The Cherokee Trail was a historic overland trail through the present-day U.S. states of Oklahoma, Kansas, Colorado, and Wyoming that was used from the late 1840s up through the early 1890s. The route was established in 1849 by a wagon train headed to the gold fields in California. Among the members of the expedition were a group of Cherokee. When the train formed in Indian Territory, Lewis Evans of Evansville, Arkansas, was elected Captain. Thus, this expedition is sometimes written as the Evans/Cherokee Train. In 1850 four wagon trains turned west on the Laramie Plains, along Wyoming's southern border to Fort Bridger.

According to one source, "Neither the number of wagons nor the number of people that eventually used this road to cross the Sierra Madres makes this trail significant.  What makes this road unique is that Native Americans and their traveling companions did not just cross the Continental Divide; they made a path over the mountains and through the Wyoming Basin." 

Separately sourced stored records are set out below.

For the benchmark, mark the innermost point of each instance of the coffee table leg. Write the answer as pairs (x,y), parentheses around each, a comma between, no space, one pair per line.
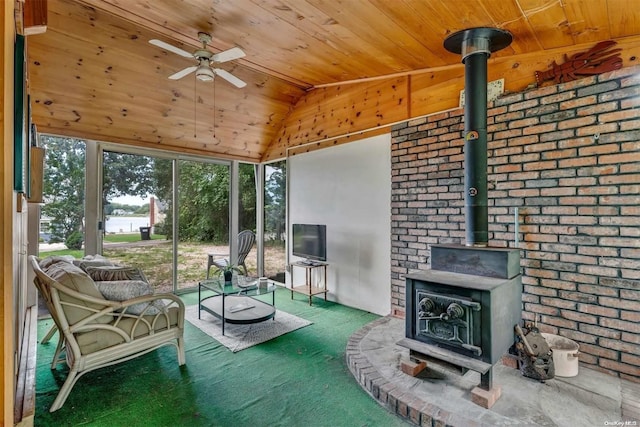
(223,314)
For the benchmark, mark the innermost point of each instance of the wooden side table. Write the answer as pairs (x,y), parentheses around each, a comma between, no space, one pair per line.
(315,282)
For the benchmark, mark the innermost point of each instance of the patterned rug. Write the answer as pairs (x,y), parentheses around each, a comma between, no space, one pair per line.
(240,337)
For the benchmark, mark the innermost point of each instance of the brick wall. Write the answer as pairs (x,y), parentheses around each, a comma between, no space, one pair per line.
(567,157)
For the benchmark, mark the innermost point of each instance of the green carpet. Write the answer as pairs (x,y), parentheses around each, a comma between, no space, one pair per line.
(298,379)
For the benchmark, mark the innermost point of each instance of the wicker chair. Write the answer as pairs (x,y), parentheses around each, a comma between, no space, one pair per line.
(246,240)
(96,332)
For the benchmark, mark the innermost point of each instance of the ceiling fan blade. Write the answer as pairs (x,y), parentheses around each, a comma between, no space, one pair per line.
(171,48)
(181,74)
(228,55)
(229,77)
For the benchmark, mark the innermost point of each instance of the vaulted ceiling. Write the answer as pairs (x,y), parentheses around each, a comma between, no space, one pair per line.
(318,72)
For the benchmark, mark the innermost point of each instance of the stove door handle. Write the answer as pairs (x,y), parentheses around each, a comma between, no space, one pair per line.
(475,349)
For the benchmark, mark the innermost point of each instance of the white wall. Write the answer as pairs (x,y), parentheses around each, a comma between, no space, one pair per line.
(348,188)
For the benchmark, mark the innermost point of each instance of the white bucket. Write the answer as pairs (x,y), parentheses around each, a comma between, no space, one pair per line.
(565,354)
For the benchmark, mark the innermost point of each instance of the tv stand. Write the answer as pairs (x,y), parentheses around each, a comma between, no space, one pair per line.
(313,270)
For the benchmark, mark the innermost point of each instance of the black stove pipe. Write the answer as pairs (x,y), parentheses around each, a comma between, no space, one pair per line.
(476,45)
(475,150)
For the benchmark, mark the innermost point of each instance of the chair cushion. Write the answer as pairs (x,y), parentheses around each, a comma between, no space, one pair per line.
(93,341)
(93,261)
(76,279)
(48,261)
(110,273)
(126,289)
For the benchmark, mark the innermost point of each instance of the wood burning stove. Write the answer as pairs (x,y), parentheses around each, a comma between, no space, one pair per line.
(464,319)
(463,311)
(470,314)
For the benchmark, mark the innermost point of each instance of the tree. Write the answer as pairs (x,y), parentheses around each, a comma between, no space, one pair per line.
(127,174)
(64,186)
(275,200)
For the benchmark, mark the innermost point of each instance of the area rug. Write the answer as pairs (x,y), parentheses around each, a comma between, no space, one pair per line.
(240,337)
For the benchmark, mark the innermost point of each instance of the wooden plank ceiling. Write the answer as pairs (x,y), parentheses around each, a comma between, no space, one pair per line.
(317,71)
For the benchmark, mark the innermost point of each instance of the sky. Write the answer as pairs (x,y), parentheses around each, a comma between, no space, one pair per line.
(130,200)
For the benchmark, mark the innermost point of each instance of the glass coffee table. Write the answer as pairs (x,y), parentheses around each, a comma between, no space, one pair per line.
(235,302)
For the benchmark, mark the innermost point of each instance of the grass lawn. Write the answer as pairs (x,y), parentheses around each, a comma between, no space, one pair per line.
(155,259)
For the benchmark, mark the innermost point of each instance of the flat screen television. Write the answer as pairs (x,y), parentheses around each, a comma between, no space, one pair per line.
(310,241)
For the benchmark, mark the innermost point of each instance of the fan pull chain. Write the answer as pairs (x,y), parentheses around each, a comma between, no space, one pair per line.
(215,112)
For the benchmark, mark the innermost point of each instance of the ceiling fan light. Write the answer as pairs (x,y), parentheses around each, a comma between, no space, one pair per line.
(205,74)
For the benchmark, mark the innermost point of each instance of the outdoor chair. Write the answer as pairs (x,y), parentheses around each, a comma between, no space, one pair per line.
(96,332)
(246,240)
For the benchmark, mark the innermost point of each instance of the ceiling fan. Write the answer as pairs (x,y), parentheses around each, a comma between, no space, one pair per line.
(204,70)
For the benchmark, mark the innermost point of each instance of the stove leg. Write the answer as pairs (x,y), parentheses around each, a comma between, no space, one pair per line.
(486,394)
(486,380)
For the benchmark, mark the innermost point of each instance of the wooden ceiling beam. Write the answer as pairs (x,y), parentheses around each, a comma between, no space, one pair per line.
(335,111)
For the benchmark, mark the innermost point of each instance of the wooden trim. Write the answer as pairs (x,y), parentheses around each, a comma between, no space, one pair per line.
(35,17)
(25,402)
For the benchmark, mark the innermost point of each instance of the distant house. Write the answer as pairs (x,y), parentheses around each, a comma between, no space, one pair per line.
(45,228)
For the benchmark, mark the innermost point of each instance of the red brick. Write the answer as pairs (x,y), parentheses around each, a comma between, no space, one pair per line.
(598,351)
(579,317)
(631,316)
(579,122)
(620,324)
(600,332)
(620,303)
(578,102)
(578,162)
(620,367)
(597,129)
(598,310)
(619,158)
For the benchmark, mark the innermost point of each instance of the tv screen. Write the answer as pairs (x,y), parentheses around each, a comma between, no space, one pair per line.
(310,241)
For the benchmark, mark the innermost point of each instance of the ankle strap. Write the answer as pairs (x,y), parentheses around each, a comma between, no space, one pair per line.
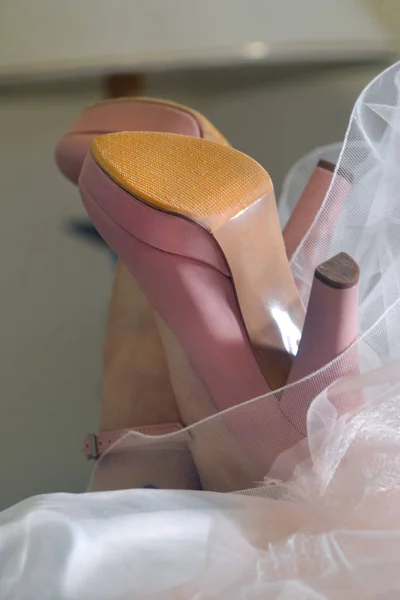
(95,445)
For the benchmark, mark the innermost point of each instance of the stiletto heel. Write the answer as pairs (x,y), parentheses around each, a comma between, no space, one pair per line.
(331,321)
(197,225)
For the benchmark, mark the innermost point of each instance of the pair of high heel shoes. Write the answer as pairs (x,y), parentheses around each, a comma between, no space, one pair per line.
(196,223)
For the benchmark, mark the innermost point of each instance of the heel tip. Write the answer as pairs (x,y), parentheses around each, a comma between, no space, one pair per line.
(339,272)
(327,165)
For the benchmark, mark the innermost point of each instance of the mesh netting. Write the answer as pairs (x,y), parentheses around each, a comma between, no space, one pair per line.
(235,450)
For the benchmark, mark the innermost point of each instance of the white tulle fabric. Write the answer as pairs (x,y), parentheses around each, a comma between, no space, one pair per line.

The trail was also known as the Trappers' Trail, but the Trapper's Trail from 1820 in Colorado often varied from Cherokee Trail and took a different route in Wyoming. It also went to Taos, New Mexico.

Route Description

The route originated in Grand River near present-day Salina, Oklahoma.

According to Erb, Brown, and Hughes, "The Cherokee Trail came west out of Oklahoma along the Arkansas River Valley in Colorado to the mouth of Black Squirrel Creek, a tributary of Cherry Creek (Colorado), following the latter to the South Platte River. It went on north along the eastern base of the Rockies to the Cache la Poudre in the vicinity of Laporte and Virginia Dale then over to the Laramie Plains."  The name of the trail originated from the 1849 trek to California of 130 Cherokees, with their 40 wagons, led by Captain Lewis Evans.  

In 1850 four Cherokee/white wagon train crossed the South Platte River near present Denver, turned north pioneering a new wagon road to the Laramie Plains (US Hwy 270) . Then west along the present Wyoming/Colorado border to Green River then NW to Fort Bridger. This route sometimes referred to as the "disease free" or "middle" route increased each year in numbers of Emigrants and cattle drives until by 1857 becoming the most heavily traveled or the major trail to California. In 1857 a new cutoff of the Cherokee Trail was established when the US Army built a road over Bridger Pass to Fort Bridger. By 1862  the Bridger Pass route of the Cherokee Trail was a well wore road when the Overland Mail and Stage moved from South Pass route on to it. In 1869 the rail road reached Utah ending the Overland Mail. The Cherokee Trail continued as an emigrant route as late as 1883 when the last wagon train from Wise County, Texas to Oregon was documented.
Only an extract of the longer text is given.